Sauvetage du "Safer", une opération "risquée" mais sans alternative

FSO Safer

© Boskalis

Le transfert d'une énorme cargaison de pétrole d'un supertanker délabré au large du Yémen comporte des "risques évidents", mais attendre une marée noire "inévitable", sans rien faire, n'était "pas une option", a insisté mercredi un haut responsable de l'ONU.
 

Le FSO Safer, vieux de 47 ans, transformé en terminal flottant de stockage et de déchargement, est ancré au large du port stratégique de Hodeida, sans avoir été entretenu depuis 2015, alors que le Yémen est plongé dans l'une des pires crises humanitaires au monde en raison de la guerre qui oppose le pouvoir aux rebelles Houthis.

Les premières images envoyées cette semaine par l'équipage du navire de soutien technique Ndeavor, de l'entreprise Boskalis et dont la filiale SMIT Salvage mènera les opérations, ont montré "un vieux pétrolier rouillé", a commenté Achim Steiner, patron du Programme de l'ONU pour le développement (PNUD), à la manœuvre dans ce dossier.

Le tour du bateau et le premier visuel des experts montés à bord mercredi "n'ont rien révélé que nous n'attendions pas", explique-t-il. Mais il faudra attendre plusieurs jours pour une véritable évaluation.

Dans tous les cas, le transfert prévu de l'équivalent de plus d'un million de barils de pétrole du Safer vers le Nautica, supertanker acheté par le PNUD qui attend à Djibouti, ne sera pas une promenade de santé.

"Scénario du pire"

"Les risques que quelque chose se passe mal sont réels, ils sont évidents. Et si quelque chose se passe mal, beaucoup de questions seront posées", reconnaît Achim Steiner. "Des questions auxquelles on peut répondre: tourner le dos n'était pas une option". Parce que "le scénario du pire", la menace que le Safer se brise, explose ou prenne feu, "était de plus en plus considérée comme un risque inévitable", insiste-t-il.
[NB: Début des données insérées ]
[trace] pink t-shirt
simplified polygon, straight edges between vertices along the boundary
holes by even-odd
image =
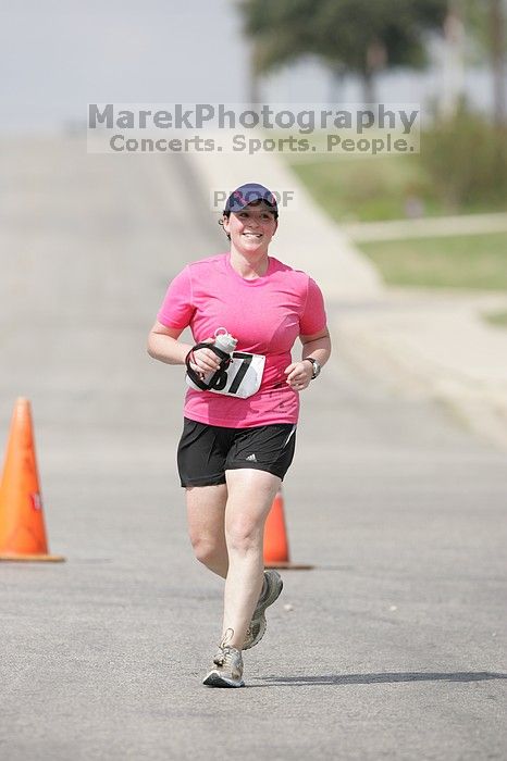
[[[172,280],[157,319],[168,327],[190,326],[196,344],[225,327],[237,351],[265,355],[256,394],[240,399],[188,388],[185,417],[231,428],[297,423],[299,394],[285,383],[284,370],[296,338],[326,324],[322,294],[305,272],[269,257],[267,273],[247,280],[228,253],[201,259]]]

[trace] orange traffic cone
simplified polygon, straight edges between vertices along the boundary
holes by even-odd
[[[264,524],[264,566],[267,569],[312,569],[313,565],[292,563],[285,528],[284,500],[280,490],[274,498]]]
[[[30,403],[23,398],[14,406],[0,484],[0,560],[64,560],[48,551]]]

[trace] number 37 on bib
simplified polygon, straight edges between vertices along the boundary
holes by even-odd
[[[250,354],[247,351],[233,351],[226,367],[220,367],[210,378],[208,391],[225,394],[228,397],[247,399],[256,394],[262,382],[265,357]],[[200,391],[198,386],[186,376],[187,386]]]

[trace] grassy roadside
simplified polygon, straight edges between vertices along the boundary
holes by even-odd
[[[490,325],[494,325],[495,327],[507,328],[507,311],[506,312],[490,312],[487,314],[483,314],[482,317],[487,323],[490,323]]]
[[[336,222],[403,220],[416,201],[424,216],[507,211],[507,202],[444,205],[419,157],[287,157],[292,171]]]
[[[359,244],[397,286],[507,290],[507,233]]]

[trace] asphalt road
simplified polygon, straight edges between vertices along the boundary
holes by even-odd
[[[183,374],[145,345],[169,279],[224,249],[206,192],[77,139],[4,141],[0,169],[1,440],[29,397],[67,558],[0,565],[2,757],[505,759],[505,454],[336,346],[284,492],[314,570],[283,574],[247,687],[205,688],[222,583],[186,537]]]

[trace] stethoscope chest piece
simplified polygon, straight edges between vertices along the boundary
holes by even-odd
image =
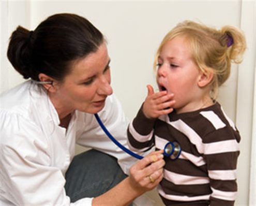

Or, selon l'ONU, il contient quatre fois la quantité de pétrole de l'Exxon Valdez, pétrolier qui a provoqué en 1989 l'une des plus grandes catastrophes environnementales de l'histoire des États-Unis. En cas de marée noire en mer Rouge liée au Safer, les Nations unies estiment à 20 milliards de dollars le coût du seul nettoyage.

Alors "les Nations unies ont pris la décision de se porter volontaires, parce que l'alternative aurait été simplement de ne rien faire et d'attendre l'accident", lance le patron du PNUD, assurant que tout est fait pour "réduire les risques".

D'abord, la sécurisation du Safer dont les systèmes ne sont plus opérationnels. Ainsi, dans les prochains jours, "des gaz inertes" vont être injectés dans les réservoirs pour "réduire les risques d'explosion ou d'incendie".

Si le pire se produisait, le PNUD et l'Organisation maritime internationale ont prévu un "plan de secours qui dépasse de loin le site du Safer", incluant l'hypothèse d'une marée noire atteignant des côtes où le nettoyage serait compliqué par la présence de mines.

"Dizaines de millions de dollars"

Une "complexité immense" qui a impliqué avocats, experts, consortium d'assurances, sans oublier l'accord des parties au conflit au Yémen. Des risques qui ont aussi découragé certains donneurs potentiels: il manque encore 29 millions de dollars pour cette opération de plus de 140 millions de dollars. Même quand le pompage du pétrole vers le Nautica sera terminé – "si tout se passe comme prévu" d'ici début ou mi juillet – le responsable onusien ne sera pas complètement soulagé.

Le pompage concerne uniquement le brut liquide. Or au fil des ans, "une sorte de boue" de pétrole s'est créée au fond des réservoirs, boue que les experts de SMIT devront aller enlever, explique-t-il. Le sauvetage ne sera terminé que lorsque le Safer sera remorqué vers un parc à ferraille. D'ici là, la qualité du pétrole sera évaluée.

S'il n'a pas été contaminé par l'eau de mer ou d'autres substances, il pourrait représenter "plusieurs dizaines de millions de dollars", estime Achim Steiner. "Des revenus qui pourraient être utilisés pour aider la population du Yémen désespérée, qui se bat pour survivre". Mais l'ONU s'est concentrée dans ses négociations sur l'opération de sauvetage, et non sur la destination de possibles revenus.

Le coordinateur de l'ONU au Yémen David Gressly "continuera à discuter" avec les deux parties au conflit, "en espérant parvenir à une conclusion à laquelle tout le monde peut adhérer".